Pure adenocarcinomas of the urothelial tract are rare and are distinguished by urachal or nonurachal origins. The urachus degenerates after embryogenesis to form the median umbilical ligament (also called the Xander ligament); adenocarcinomas arising from these remnants tend to have a better prognosis than the nonurachal adenocarcinomas.
Our discussion will focus on the predominant histologic subtype, transitional urothelial cell carcinoma.
Comprehensive Gene Expression Profiling for Identification of Multiple Molecular Subtypes of MIBC
The categorization and nomenclature used to describe urothelial cancer subtypes has recently shifted beyond histologic classification toward intrinsic subtypes, with hopes that it will more accurately reflect tumor biology and clinical outcomes. Several groups have conducted comprehensive whole-genome expression profiling of high-grade bladder cancer or MIBC.
Regardless of study-specific terminology, several common biological trends have emerged (Figure 1).

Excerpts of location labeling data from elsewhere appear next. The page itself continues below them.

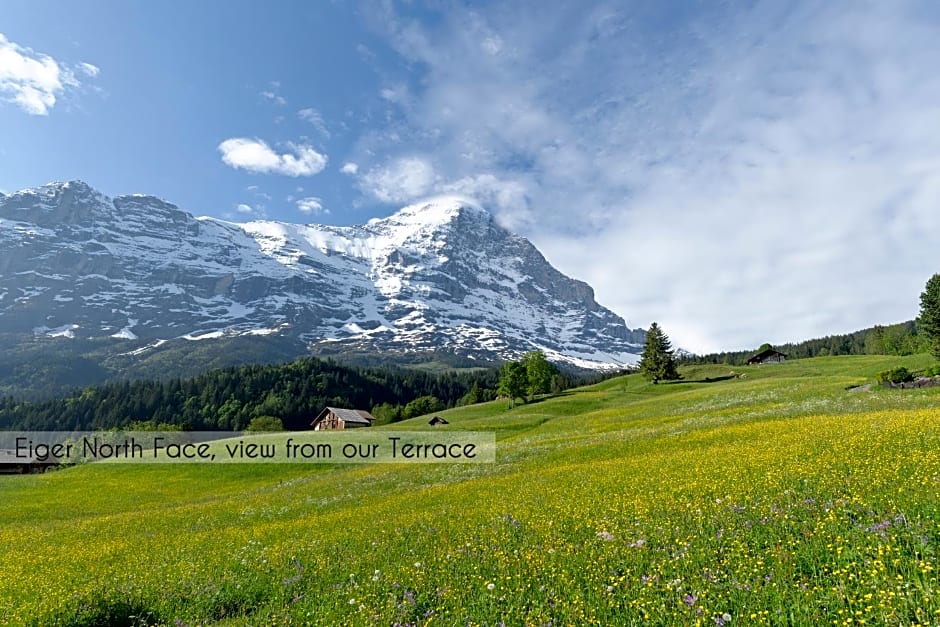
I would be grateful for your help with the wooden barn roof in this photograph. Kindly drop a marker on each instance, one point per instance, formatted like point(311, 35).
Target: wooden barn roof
point(765, 354)
point(355, 416)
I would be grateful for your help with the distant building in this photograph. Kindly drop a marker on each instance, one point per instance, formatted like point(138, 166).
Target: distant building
point(10, 463)
point(334, 418)
point(769, 356)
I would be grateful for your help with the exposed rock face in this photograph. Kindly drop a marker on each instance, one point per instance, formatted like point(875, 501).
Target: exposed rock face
point(439, 275)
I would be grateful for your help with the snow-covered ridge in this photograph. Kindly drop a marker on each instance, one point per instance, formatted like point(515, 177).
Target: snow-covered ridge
point(439, 275)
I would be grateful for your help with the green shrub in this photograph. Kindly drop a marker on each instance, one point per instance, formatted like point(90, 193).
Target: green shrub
point(265, 423)
point(895, 375)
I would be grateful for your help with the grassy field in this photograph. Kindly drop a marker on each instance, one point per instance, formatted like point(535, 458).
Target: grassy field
point(779, 497)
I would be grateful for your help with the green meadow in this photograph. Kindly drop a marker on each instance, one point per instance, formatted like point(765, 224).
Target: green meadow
point(770, 495)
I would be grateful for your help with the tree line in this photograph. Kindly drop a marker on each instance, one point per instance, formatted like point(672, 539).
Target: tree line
point(293, 393)
point(229, 398)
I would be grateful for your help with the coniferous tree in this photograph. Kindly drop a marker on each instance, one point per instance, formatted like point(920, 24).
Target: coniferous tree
point(929, 320)
point(538, 373)
point(513, 381)
point(658, 362)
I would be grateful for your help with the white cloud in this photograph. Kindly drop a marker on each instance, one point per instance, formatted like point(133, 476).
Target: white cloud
point(311, 204)
point(255, 155)
point(739, 176)
point(89, 69)
point(34, 81)
point(272, 94)
point(400, 180)
point(313, 117)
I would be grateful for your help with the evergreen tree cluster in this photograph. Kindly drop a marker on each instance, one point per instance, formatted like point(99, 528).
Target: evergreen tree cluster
point(906, 338)
point(231, 398)
point(529, 377)
point(929, 319)
point(658, 361)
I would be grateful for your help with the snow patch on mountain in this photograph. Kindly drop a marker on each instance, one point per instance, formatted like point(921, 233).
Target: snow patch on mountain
point(438, 275)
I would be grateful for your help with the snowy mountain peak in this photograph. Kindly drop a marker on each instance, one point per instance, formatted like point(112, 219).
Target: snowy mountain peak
point(436, 211)
point(439, 276)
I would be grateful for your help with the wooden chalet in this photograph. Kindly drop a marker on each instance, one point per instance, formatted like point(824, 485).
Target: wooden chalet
point(769, 356)
point(11, 464)
point(332, 418)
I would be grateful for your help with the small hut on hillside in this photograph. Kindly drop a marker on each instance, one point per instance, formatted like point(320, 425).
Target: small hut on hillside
point(769, 356)
point(13, 464)
point(334, 418)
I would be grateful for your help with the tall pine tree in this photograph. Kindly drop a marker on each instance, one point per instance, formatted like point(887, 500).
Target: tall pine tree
point(929, 320)
point(658, 362)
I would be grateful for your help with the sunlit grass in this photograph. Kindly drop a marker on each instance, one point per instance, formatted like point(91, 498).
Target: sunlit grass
point(777, 498)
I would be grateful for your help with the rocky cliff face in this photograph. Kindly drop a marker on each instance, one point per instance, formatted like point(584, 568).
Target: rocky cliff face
point(436, 276)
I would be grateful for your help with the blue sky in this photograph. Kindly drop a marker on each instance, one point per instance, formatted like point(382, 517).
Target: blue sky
point(740, 172)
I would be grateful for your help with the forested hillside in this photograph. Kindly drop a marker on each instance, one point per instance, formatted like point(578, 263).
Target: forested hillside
point(230, 398)
point(895, 339)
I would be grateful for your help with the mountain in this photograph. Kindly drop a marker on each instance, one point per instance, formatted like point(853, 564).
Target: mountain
point(135, 272)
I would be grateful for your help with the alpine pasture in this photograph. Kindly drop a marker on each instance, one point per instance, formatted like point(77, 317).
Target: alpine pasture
point(780, 497)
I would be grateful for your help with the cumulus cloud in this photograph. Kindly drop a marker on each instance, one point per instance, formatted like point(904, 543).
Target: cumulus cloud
point(733, 173)
point(272, 94)
point(311, 204)
point(255, 155)
point(313, 117)
point(400, 180)
point(34, 81)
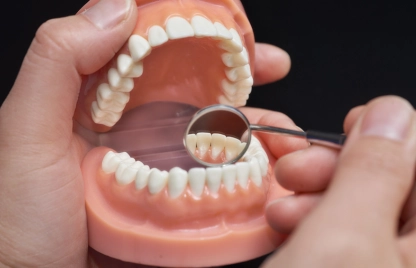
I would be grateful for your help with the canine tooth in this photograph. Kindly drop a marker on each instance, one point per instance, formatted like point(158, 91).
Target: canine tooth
point(229, 174)
point(142, 177)
point(234, 45)
point(232, 148)
point(197, 177)
point(139, 47)
point(203, 27)
point(157, 180)
point(119, 83)
point(217, 144)
point(235, 59)
point(178, 178)
point(178, 27)
point(255, 172)
point(214, 179)
point(222, 32)
point(106, 118)
point(243, 170)
point(191, 142)
point(157, 36)
point(203, 141)
point(238, 73)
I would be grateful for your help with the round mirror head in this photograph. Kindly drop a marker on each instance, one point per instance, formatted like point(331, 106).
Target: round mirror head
point(217, 135)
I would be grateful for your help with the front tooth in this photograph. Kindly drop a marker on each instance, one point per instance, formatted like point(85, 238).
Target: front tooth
point(178, 178)
point(228, 176)
point(243, 171)
point(217, 144)
point(178, 27)
point(119, 83)
point(157, 180)
point(157, 36)
point(203, 27)
point(203, 141)
point(214, 179)
point(191, 142)
point(232, 148)
point(142, 177)
point(255, 172)
point(238, 73)
point(139, 47)
point(197, 177)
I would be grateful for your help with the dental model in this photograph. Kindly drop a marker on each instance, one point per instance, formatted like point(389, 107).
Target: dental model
point(147, 201)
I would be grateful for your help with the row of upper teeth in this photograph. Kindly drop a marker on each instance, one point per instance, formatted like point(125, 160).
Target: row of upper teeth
point(113, 96)
point(200, 180)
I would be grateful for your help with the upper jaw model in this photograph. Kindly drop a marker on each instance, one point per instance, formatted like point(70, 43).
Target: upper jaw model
point(147, 201)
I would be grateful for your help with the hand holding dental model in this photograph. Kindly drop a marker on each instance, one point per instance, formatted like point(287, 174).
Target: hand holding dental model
point(42, 203)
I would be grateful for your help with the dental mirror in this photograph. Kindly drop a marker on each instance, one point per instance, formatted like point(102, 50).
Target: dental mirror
point(219, 135)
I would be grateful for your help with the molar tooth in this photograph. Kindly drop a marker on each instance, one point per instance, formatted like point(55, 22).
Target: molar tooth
point(157, 180)
point(203, 141)
point(238, 73)
point(191, 142)
point(243, 171)
point(142, 177)
point(217, 144)
point(222, 32)
point(214, 179)
point(178, 178)
point(197, 177)
point(232, 148)
point(255, 172)
point(203, 27)
point(229, 174)
point(119, 83)
point(178, 27)
point(157, 36)
point(139, 47)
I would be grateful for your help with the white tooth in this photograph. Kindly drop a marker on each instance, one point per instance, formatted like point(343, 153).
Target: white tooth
point(229, 174)
point(243, 171)
point(191, 142)
point(106, 118)
point(238, 73)
point(157, 180)
point(234, 45)
point(178, 178)
point(197, 177)
point(139, 47)
point(142, 177)
point(235, 59)
point(255, 172)
point(203, 141)
point(128, 175)
point(203, 27)
point(214, 179)
point(217, 144)
point(124, 64)
point(232, 148)
point(157, 36)
point(178, 27)
point(222, 32)
point(119, 83)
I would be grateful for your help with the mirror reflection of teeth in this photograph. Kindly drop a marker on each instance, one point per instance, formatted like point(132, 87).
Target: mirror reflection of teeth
point(127, 170)
point(236, 87)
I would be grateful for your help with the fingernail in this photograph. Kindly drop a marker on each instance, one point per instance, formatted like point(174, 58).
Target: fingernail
point(389, 118)
point(108, 13)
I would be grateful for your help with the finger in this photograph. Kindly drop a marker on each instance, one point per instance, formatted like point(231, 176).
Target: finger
point(284, 214)
point(47, 86)
point(272, 63)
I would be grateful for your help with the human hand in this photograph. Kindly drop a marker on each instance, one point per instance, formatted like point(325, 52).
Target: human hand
point(366, 217)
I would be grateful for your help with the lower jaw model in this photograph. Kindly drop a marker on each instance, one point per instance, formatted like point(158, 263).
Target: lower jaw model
point(147, 201)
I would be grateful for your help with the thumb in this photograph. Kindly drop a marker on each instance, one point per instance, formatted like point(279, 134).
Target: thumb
point(45, 92)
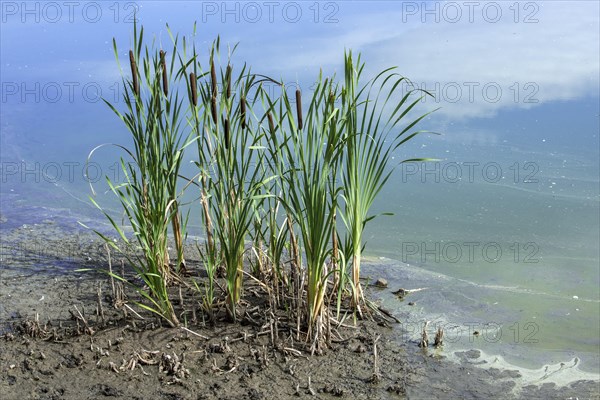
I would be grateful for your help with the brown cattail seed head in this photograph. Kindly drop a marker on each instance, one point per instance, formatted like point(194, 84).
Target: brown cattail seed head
point(299, 107)
point(163, 64)
point(228, 76)
point(194, 89)
point(213, 108)
point(136, 84)
point(213, 78)
point(271, 124)
point(243, 111)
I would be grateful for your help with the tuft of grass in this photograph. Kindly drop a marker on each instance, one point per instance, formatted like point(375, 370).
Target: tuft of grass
point(374, 128)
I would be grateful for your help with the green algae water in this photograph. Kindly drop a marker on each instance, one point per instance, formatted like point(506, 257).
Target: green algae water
point(516, 260)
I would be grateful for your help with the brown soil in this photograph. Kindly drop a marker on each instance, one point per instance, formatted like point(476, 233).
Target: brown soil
point(55, 346)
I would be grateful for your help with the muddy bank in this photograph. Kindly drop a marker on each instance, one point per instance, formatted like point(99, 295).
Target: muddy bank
point(54, 345)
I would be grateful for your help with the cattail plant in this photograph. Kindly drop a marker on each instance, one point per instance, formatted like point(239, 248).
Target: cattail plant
point(228, 158)
point(310, 155)
point(149, 193)
point(372, 133)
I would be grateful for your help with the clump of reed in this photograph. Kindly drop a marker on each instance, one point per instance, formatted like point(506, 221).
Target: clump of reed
point(373, 129)
point(272, 179)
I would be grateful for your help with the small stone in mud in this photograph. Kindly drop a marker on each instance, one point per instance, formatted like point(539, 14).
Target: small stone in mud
point(360, 349)
point(333, 390)
point(105, 390)
point(396, 389)
point(469, 354)
point(382, 283)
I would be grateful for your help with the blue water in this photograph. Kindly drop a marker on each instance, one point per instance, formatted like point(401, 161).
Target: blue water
point(504, 228)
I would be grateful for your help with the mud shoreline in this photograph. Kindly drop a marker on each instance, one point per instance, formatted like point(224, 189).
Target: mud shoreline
point(128, 357)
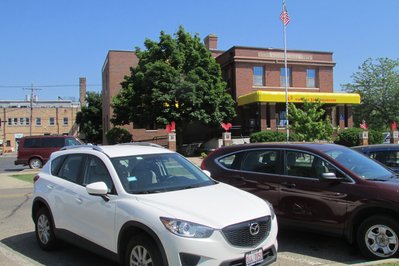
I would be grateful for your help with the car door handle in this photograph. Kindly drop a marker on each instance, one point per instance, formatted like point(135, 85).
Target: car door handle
point(289, 185)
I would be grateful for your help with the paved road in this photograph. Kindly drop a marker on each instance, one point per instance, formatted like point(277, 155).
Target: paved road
point(18, 244)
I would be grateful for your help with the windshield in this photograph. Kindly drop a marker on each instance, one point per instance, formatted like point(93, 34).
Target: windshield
point(158, 173)
point(359, 164)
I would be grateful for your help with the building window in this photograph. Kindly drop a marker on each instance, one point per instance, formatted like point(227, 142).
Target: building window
point(282, 77)
point(258, 75)
point(311, 78)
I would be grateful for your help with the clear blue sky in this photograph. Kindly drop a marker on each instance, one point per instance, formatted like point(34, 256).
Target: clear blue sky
point(50, 44)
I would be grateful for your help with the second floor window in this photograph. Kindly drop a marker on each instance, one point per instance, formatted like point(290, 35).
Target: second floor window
point(258, 76)
point(283, 78)
point(311, 78)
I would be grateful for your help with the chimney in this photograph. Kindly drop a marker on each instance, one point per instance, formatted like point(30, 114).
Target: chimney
point(82, 91)
point(211, 42)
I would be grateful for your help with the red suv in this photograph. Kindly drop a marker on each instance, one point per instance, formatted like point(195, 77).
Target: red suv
point(35, 150)
point(320, 187)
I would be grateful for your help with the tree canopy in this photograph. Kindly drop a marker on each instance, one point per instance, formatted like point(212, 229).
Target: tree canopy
point(176, 79)
point(89, 118)
point(377, 82)
point(309, 122)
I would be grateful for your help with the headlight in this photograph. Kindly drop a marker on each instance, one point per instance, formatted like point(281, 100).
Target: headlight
point(186, 229)
point(272, 214)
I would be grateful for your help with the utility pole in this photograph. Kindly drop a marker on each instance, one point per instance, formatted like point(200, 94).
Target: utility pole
point(32, 95)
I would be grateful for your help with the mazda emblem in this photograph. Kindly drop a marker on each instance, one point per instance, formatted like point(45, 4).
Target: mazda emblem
point(254, 229)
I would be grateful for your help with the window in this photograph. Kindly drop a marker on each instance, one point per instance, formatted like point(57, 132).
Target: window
point(311, 78)
point(258, 76)
point(96, 171)
point(283, 79)
point(71, 167)
point(308, 165)
point(261, 161)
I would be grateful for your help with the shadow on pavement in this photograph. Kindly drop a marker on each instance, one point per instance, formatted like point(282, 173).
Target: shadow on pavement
point(66, 254)
point(318, 246)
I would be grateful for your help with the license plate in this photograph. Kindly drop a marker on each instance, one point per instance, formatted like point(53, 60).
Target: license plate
point(253, 257)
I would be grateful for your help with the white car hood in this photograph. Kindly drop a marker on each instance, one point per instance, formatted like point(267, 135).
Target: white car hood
point(216, 206)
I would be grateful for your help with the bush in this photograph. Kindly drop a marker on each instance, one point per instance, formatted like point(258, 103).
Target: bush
point(351, 137)
point(267, 136)
point(118, 135)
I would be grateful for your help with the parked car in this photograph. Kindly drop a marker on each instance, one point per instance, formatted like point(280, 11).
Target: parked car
point(35, 150)
point(326, 188)
point(387, 154)
point(141, 204)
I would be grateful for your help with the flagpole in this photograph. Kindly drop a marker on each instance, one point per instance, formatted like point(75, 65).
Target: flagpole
point(286, 77)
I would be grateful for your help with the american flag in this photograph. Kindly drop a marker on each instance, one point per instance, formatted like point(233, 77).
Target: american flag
point(284, 17)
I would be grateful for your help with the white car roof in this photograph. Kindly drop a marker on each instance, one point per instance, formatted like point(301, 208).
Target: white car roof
point(127, 149)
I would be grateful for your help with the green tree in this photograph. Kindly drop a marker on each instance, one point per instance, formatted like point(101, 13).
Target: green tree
point(310, 122)
point(118, 135)
point(89, 118)
point(177, 79)
point(377, 82)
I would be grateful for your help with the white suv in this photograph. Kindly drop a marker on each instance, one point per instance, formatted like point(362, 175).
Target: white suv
point(146, 205)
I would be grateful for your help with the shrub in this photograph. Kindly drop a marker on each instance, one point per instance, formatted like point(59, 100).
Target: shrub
point(351, 137)
point(118, 135)
point(267, 136)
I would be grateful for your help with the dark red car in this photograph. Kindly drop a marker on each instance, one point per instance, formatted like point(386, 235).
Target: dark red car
point(320, 187)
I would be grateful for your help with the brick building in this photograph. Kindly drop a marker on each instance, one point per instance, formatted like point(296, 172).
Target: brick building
point(38, 117)
point(256, 80)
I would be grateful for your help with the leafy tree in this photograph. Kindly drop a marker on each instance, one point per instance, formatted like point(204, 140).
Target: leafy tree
point(118, 135)
point(177, 79)
point(310, 122)
point(377, 82)
point(89, 118)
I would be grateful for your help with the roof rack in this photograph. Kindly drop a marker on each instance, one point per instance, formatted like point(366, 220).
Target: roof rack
point(94, 147)
point(142, 144)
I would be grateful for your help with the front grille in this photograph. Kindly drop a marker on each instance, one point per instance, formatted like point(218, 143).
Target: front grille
point(239, 234)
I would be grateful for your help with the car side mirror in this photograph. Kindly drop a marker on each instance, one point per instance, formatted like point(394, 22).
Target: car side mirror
point(329, 177)
point(207, 172)
point(97, 188)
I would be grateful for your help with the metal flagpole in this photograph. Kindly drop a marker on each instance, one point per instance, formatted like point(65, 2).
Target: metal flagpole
point(285, 19)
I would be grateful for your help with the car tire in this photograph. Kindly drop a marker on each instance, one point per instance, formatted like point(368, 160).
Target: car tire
point(141, 250)
point(35, 163)
point(44, 230)
point(377, 237)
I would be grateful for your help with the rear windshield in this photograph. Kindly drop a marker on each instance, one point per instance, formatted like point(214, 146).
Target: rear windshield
point(49, 142)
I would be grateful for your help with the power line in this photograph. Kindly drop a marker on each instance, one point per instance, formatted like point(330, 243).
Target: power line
point(49, 86)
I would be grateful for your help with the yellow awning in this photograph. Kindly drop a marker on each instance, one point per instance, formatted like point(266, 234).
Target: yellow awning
point(296, 97)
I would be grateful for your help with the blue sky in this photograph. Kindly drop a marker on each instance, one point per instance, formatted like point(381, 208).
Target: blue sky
point(50, 44)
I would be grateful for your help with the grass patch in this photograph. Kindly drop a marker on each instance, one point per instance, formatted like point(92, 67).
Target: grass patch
point(25, 177)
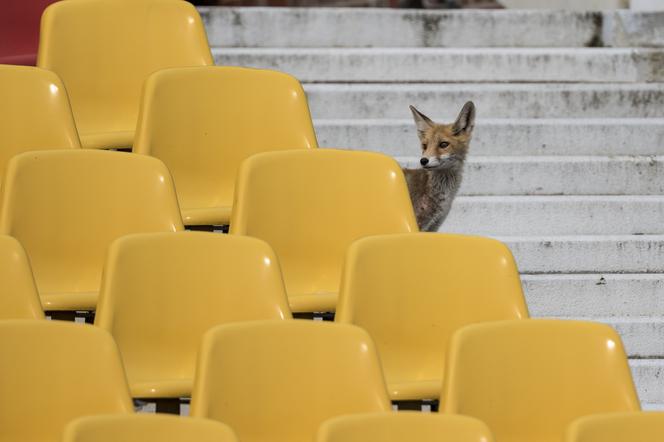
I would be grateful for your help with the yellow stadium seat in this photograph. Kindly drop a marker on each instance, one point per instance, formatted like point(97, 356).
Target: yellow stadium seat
point(529, 379)
point(52, 372)
point(618, 427)
point(66, 206)
point(18, 294)
point(403, 427)
point(105, 49)
point(204, 121)
point(146, 428)
point(34, 113)
point(412, 291)
point(279, 380)
point(161, 292)
point(310, 205)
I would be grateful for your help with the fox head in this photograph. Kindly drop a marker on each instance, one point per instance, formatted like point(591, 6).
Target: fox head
point(444, 144)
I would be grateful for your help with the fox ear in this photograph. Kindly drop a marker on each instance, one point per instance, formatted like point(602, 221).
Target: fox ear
point(466, 120)
point(422, 122)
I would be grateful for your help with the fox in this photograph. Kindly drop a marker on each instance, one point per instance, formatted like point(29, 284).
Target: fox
point(433, 186)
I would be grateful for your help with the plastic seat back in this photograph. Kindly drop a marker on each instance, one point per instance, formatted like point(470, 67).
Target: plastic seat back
point(105, 49)
point(528, 380)
point(310, 205)
point(52, 372)
point(279, 380)
point(403, 427)
point(34, 113)
point(19, 30)
point(146, 428)
point(204, 121)
point(161, 292)
point(411, 292)
point(617, 427)
point(67, 206)
point(18, 294)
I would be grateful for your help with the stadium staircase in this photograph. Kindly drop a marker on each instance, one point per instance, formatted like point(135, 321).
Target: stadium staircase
point(566, 165)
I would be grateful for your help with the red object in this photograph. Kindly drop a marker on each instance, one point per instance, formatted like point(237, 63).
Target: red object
point(19, 30)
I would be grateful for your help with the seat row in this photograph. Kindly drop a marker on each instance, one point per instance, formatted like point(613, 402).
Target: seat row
point(202, 122)
point(160, 292)
point(280, 380)
point(378, 427)
point(66, 206)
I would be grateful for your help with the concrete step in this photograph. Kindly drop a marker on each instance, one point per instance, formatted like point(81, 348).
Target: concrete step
point(428, 65)
point(587, 253)
point(518, 100)
point(504, 137)
point(648, 376)
point(556, 215)
point(643, 338)
point(634, 175)
point(595, 295)
point(361, 27)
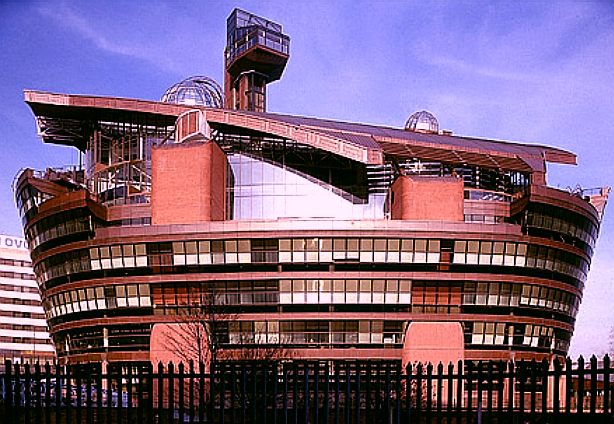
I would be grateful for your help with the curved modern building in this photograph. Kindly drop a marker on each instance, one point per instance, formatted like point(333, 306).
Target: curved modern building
point(309, 237)
point(23, 329)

Figure 1Muscle-invasive bladder cancer subtypes with integrated analysis linking both histologic origins, commonly observed molecular abnormalities, and clinicopathologic phenotypes. Generalized comparisons across each urothelial subtype from Lund University (Lund),
studies are represented. Selected common molecular and clinicopathologic features generally associated with each subtype are also presented. EMT = epithelial to mesenchymal; GU = genomically unstable; SCC = squamous cell carcinoma; UroB = urobasal B; for expansion of gene symbols, see www.genenames.org.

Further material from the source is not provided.